Remember in 2017, everyone predicted that we would have self-driving cars by now? That utopia is still years away.
If you’re lucky, you could have cars driving themselves on the highway in 10 years.
Bitcoin boom?
So what happens to Bitcoin if the market crashes? Bitcoin is, of course, as inflation-resistant as gold, or even more so.
Gold has supply risk. Central banks could flood the market with gold reserves. Or new gold could be discovered. But new Bitcoins won’t be found. There can’t be a supply shock.
Unfortunately, that doesn’t solve the problem. Right now, Bitcoin’s fate is intertwined with that of the tech sector. Many investors view cryptocurrencies as part of their tech portfolios.
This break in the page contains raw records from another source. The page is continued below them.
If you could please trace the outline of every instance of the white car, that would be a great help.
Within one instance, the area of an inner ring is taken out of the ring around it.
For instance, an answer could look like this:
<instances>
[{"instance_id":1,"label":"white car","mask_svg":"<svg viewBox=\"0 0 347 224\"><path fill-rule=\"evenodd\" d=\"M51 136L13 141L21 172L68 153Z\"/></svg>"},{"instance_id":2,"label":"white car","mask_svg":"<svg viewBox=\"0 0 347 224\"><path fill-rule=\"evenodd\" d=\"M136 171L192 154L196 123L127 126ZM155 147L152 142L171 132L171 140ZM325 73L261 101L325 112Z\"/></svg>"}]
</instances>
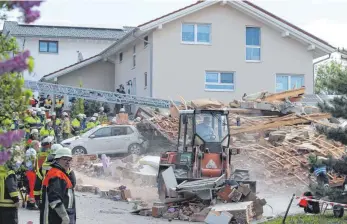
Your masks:
<instances>
[{"instance_id":1,"label":"white car","mask_svg":"<svg viewBox=\"0 0 347 224\"><path fill-rule=\"evenodd\" d=\"M148 147L146 139L132 125L99 125L81 136L61 142L72 150L72 154L116 154L144 153Z\"/></svg>"}]
</instances>

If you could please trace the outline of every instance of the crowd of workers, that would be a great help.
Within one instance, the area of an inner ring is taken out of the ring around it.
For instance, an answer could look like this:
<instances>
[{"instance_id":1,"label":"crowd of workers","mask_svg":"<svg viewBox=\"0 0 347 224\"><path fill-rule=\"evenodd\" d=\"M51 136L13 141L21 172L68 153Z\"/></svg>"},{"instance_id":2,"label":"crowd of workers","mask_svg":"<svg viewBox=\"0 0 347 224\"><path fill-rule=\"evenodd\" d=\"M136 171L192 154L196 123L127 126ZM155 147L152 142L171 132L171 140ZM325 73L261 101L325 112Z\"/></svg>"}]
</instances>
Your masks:
<instances>
[{"instance_id":1,"label":"crowd of workers","mask_svg":"<svg viewBox=\"0 0 347 224\"><path fill-rule=\"evenodd\" d=\"M40 224L76 223L71 149L59 143L108 119L103 107L88 120L84 114L71 117L62 110L62 98L58 100L53 110L49 96L39 101L33 98L27 111L14 112L12 119L7 116L0 123L0 133L19 129L26 133L20 168L13 162L0 165L0 224L18 224L20 199L27 209L40 210ZM23 189L28 197L23 196Z\"/></svg>"}]
</instances>

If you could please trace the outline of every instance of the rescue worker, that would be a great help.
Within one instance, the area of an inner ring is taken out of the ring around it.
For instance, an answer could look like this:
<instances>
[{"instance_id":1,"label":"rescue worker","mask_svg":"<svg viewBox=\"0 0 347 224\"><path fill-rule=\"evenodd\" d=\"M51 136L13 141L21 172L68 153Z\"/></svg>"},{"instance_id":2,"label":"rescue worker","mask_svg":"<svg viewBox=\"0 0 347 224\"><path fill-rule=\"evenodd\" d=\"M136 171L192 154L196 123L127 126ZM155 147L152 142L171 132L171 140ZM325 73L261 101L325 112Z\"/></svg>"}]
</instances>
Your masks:
<instances>
[{"instance_id":1,"label":"rescue worker","mask_svg":"<svg viewBox=\"0 0 347 224\"><path fill-rule=\"evenodd\" d=\"M44 124L46 122L46 109L45 108L39 108L37 115L41 119L41 123Z\"/></svg>"},{"instance_id":2,"label":"rescue worker","mask_svg":"<svg viewBox=\"0 0 347 224\"><path fill-rule=\"evenodd\" d=\"M52 108L52 99L51 99L51 96L50 95L47 95L47 98L45 100L45 105L44 107L47 109L47 110L50 110Z\"/></svg>"},{"instance_id":3,"label":"rescue worker","mask_svg":"<svg viewBox=\"0 0 347 224\"><path fill-rule=\"evenodd\" d=\"M41 150L37 154L37 159L36 159L36 181L35 181L35 187L34 187L34 196L35 196L35 201L37 205L41 204L41 187L42 187L42 180L43 177L46 174L46 167L43 167L47 156L51 154L51 146L53 143L54 137L48 136L45 139L42 140L41 142Z\"/></svg>"},{"instance_id":4,"label":"rescue worker","mask_svg":"<svg viewBox=\"0 0 347 224\"><path fill-rule=\"evenodd\" d=\"M39 140L39 130L37 129L31 130L29 139L26 142L26 149L28 149L31 146L31 143L34 140Z\"/></svg>"},{"instance_id":5,"label":"rescue worker","mask_svg":"<svg viewBox=\"0 0 347 224\"><path fill-rule=\"evenodd\" d=\"M57 97L56 101L55 101L55 112L57 113L58 117L61 116L61 112L63 110L64 107L64 100L63 100L63 96Z\"/></svg>"},{"instance_id":6,"label":"rescue worker","mask_svg":"<svg viewBox=\"0 0 347 224\"><path fill-rule=\"evenodd\" d=\"M83 117L84 117L83 114L79 114L71 122L71 132L74 136L79 135L79 133L81 131L81 123L83 121Z\"/></svg>"},{"instance_id":7,"label":"rescue worker","mask_svg":"<svg viewBox=\"0 0 347 224\"><path fill-rule=\"evenodd\" d=\"M19 128L19 115L18 115L18 112L13 112L12 113L12 119L13 119L13 122L12 122L12 127L11 127L11 130L18 130Z\"/></svg>"},{"instance_id":8,"label":"rescue worker","mask_svg":"<svg viewBox=\"0 0 347 224\"><path fill-rule=\"evenodd\" d=\"M99 114L98 114L98 113L94 113L94 114L93 114L93 117L96 118L95 125L96 125L96 126L100 125L101 123L100 123L100 121L99 121Z\"/></svg>"},{"instance_id":9,"label":"rescue worker","mask_svg":"<svg viewBox=\"0 0 347 224\"><path fill-rule=\"evenodd\" d=\"M87 116L85 114L82 115L83 119L81 122L81 130L85 130L87 128Z\"/></svg>"},{"instance_id":10,"label":"rescue worker","mask_svg":"<svg viewBox=\"0 0 347 224\"><path fill-rule=\"evenodd\" d=\"M87 127L84 129L84 132L89 131L90 129L94 128L96 125L96 117L91 117L90 121L87 123Z\"/></svg>"},{"instance_id":11,"label":"rescue worker","mask_svg":"<svg viewBox=\"0 0 347 224\"><path fill-rule=\"evenodd\" d=\"M44 139L47 136L55 137L53 122L51 119L47 119L45 126L41 128L40 136L41 136L41 139Z\"/></svg>"},{"instance_id":12,"label":"rescue worker","mask_svg":"<svg viewBox=\"0 0 347 224\"><path fill-rule=\"evenodd\" d=\"M0 179L0 224L18 224L18 182L11 160L0 166Z\"/></svg>"},{"instance_id":13,"label":"rescue worker","mask_svg":"<svg viewBox=\"0 0 347 224\"><path fill-rule=\"evenodd\" d=\"M71 125L69 115L66 112L63 112L63 139L68 139L71 133Z\"/></svg>"},{"instance_id":14,"label":"rescue worker","mask_svg":"<svg viewBox=\"0 0 347 224\"><path fill-rule=\"evenodd\" d=\"M10 131L12 129L13 121L10 118L9 114L6 114L5 116L6 118L1 121L1 126L4 130Z\"/></svg>"},{"instance_id":15,"label":"rescue worker","mask_svg":"<svg viewBox=\"0 0 347 224\"><path fill-rule=\"evenodd\" d=\"M211 117L205 116L203 122L196 126L196 133L204 140L211 141L214 136L214 131L211 126Z\"/></svg>"},{"instance_id":16,"label":"rescue worker","mask_svg":"<svg viewBox=\"0 0 347 224\"><path fill-rule=\"evenodd\" d=\"M71 150L57 150L52 168L42 184L40 224L75 224L76 204L73 184L67 174L72 160Z\"/></svg>"},{"instance_id":17,"label":"rescue worker","mask_svg":"<svg viewBox=\"0 0 347 224\"><path fill-rule=\"evenodd\" d=\"M26 119L26 123L26 131L29 135L31 129L39 129L42 126L41 119L37 116L36 111L31 112L31 116Z\"/></svg>"},{"instance_id":18,"label":"rescue worker","mask_svg":"<svg viewBox=\"0 0 347 224\"><path fill-rule=\"evenodd\" d=\"M27 209L37 210L38 207L35 202L34 187L36 181L36 157L37 152L40 150L40 142L37 140L32 141L31 146L25 152L25 166L26 166L26 177L29 182L29 200L27 203Z\"/></svg>"},{"instance_id":19,"label":"rescue worker","mask_svg":"<svg viewBox=\"0 0 347 224\"><path fill-rule=\"evenodd\" d=\"M45 106L45 101L46 101L46 98L43 94L40 95L40 98L39 98L39 107L44 107Z\"/></svg>"},{"instance_id":20,"label":"rescue worker","mask_svg":"<svg viewBox=\"0 0 347 224\"><path fill-rule=\"evenodd\" d=\"M108 121L107 115L104 112L104 107L99 108L99 121L101 124L106 123Z\"/></svg>"},{"instance_id":21,"label":"rescue worker","mask_svg":"<svg viewBox=\"0 0 347 224\"><path fill-rule=\"evenodd\" d=\"M62 122L59 118L57 118L56 112L52 112L51 114L51 120L52 120L52 127L55 133L55 138L57 139L57 142L60 142L61 140L61 125Z\"/></svg>"}]
</instances>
Crypto assets, especially Bitcoin, have acquired the attributes of traditional investments over the years through exchanges, stablecoins, and spot ETFs.
Gold sits at the other end of the portfolio — a safe-haven, boring part.
People don’t generally invest in gold to make a fortune. Gold investors behave more like a cult. I’ve always wondered why so many older male gold lovers wear bow ties. It’s a weird bunch.
The crypto world has its fair share of weirdos, but it’s very different from gold.
This also applies to the way both react to bubble bursts. In this scenario, liquidity will drain from the system. Traders will rush to meet margin calls.
The financial world is not as fragile as it was in 2008. But the authors argue that a tech crash of the magnitude that is expected would be a source of financial instability.
So when markets crash, expect Bitcoin to crash with it. But Bitcoin and other crypto assets will eventually recover, as will some (but not all) of the currently soaring tech stocks.
The reason we are optimistic about the long term is that crypto assets have one important thing in common with gold: scarcity makes them a safe long-term investment.
This is true even if most investors don’t view Bitcoin that way right now.
A few years ago, we rejected the idea that scarcity had intrinsic value, feeling that it needed to be tied to something else, like industrial use, aesthetic value, or, in the case of gold, a time-tested consensus that it was valuable in and of itself.
We have changed our minds on this point. In a world where central banks are recklessly expanding their balance sheets and governments are turning their currencies into geopolitical weapons, guaranteed scarcity has value in and of itself.
But this is for the long term. If the bubble bursts in the next year or two, I believe Bitcoin will fall with it. But gold will not.